/ 10 October 2003

Rand: A bull in a china shop

It would be funny were it not so cruel — the behaviour of the rand, that is. The Springbok is now behaving like a bull in the china shop that is our carefully, sometimes too carefully, managed economy. Except that the delicate ware it is wrecking is economic growth and people’s livelihood.

Michael Power, portfolio manager at Investec Asset Management, uses the words balloon, decimate and collapse to describe what the rand will do to our current account deficit, industry and gross domestic product growth.

This week the rand flirted with dangerous new levels, touching a high of R6,78 to the dollar on Tuesday and falling to R6,87 by Thursday.

At the same time, Statistics South Africa reported that manufacturing output in August fell by a seasonally adjusted 2,6% from the preceding month, and 4,9% for the year. This is especially disheartening, following fleeting signs of recovery in July.

The trouble, as always, was sparked by the rich.
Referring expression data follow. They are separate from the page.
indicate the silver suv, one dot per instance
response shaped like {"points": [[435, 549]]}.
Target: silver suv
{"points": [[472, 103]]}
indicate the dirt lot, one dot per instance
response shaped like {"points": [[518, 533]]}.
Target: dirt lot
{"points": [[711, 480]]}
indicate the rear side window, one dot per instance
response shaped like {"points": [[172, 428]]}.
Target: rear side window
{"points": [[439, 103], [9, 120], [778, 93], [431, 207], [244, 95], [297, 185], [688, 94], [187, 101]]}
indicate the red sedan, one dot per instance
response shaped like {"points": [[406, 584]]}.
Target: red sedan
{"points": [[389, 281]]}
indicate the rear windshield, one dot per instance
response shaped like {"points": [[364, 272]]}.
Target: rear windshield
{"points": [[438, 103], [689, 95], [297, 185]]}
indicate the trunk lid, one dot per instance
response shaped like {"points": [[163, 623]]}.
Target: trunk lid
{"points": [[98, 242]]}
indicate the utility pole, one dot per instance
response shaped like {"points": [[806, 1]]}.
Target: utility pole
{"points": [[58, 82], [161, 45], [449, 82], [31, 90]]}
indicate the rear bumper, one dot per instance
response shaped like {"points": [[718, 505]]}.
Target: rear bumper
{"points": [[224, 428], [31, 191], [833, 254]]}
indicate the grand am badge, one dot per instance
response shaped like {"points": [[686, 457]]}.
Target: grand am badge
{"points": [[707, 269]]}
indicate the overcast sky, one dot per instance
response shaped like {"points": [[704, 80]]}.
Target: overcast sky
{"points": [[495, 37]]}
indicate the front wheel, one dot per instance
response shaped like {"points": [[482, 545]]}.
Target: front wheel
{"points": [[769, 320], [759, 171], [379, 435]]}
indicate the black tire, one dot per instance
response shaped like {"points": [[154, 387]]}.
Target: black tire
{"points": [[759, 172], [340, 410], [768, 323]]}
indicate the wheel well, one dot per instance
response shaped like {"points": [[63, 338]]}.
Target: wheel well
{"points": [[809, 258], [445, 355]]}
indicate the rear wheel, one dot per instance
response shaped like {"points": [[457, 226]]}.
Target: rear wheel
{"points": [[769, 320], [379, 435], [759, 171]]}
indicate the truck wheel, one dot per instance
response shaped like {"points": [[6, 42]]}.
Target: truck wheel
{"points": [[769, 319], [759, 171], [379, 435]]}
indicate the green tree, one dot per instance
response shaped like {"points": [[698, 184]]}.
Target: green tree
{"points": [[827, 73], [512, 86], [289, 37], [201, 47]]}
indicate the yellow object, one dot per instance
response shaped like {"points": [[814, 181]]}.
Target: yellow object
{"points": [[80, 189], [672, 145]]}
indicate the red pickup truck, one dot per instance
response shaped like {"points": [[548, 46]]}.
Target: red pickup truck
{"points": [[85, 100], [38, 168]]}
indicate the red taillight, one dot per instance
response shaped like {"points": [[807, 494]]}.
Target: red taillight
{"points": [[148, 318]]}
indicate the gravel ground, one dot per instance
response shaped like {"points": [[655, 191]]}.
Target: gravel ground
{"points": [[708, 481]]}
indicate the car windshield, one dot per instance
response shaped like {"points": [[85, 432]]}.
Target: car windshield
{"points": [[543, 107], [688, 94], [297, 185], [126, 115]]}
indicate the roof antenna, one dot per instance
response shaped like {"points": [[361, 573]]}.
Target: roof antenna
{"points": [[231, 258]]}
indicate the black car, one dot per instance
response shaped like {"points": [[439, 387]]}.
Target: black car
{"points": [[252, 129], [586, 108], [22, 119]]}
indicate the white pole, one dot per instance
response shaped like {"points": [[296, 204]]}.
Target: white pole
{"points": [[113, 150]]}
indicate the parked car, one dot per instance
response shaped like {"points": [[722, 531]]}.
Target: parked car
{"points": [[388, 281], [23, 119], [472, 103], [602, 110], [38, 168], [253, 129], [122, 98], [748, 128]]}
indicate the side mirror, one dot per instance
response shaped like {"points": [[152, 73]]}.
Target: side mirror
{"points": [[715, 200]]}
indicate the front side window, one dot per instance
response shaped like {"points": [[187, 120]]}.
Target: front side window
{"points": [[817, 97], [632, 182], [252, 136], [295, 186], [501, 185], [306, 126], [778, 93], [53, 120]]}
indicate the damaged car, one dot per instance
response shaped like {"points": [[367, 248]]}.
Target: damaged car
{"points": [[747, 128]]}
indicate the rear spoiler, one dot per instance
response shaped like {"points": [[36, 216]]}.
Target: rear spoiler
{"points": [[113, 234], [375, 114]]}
Power described the recent decision by G7 to weaken the dollar as ‘watershed” and an ‘epochal event”. ‘Monetary policy with the backdrop of a weak dollar has to be different from a backdrop of a stronger dollar,” he said.

Power believes our monetary authorities should pay attention to real interest rates policy, which, he says, ‘has been too strong, for too long”. He puts the spot real interest rate at 7%. He also notes that, provided the rand does not strengthen further, there is less scope for volatility. This is because there will be no more primary offshore listings, most institutions are near their 15% offshore limit and the net open forward position is closed.

He suggests that the Reserve Bank should at least double the current level of $6,5-billion in foreign reserves and look at ‘specific but limited aspects of foreign exchange controls” to release pressure through an outflow.

Most importantly, Power notes that investors now look to companies that do not derive artificial profits from a weakening rand, but have sound fundamentals.

Their biggest challenge is China, the next economic superpower. Now there’s a shop to rampage in!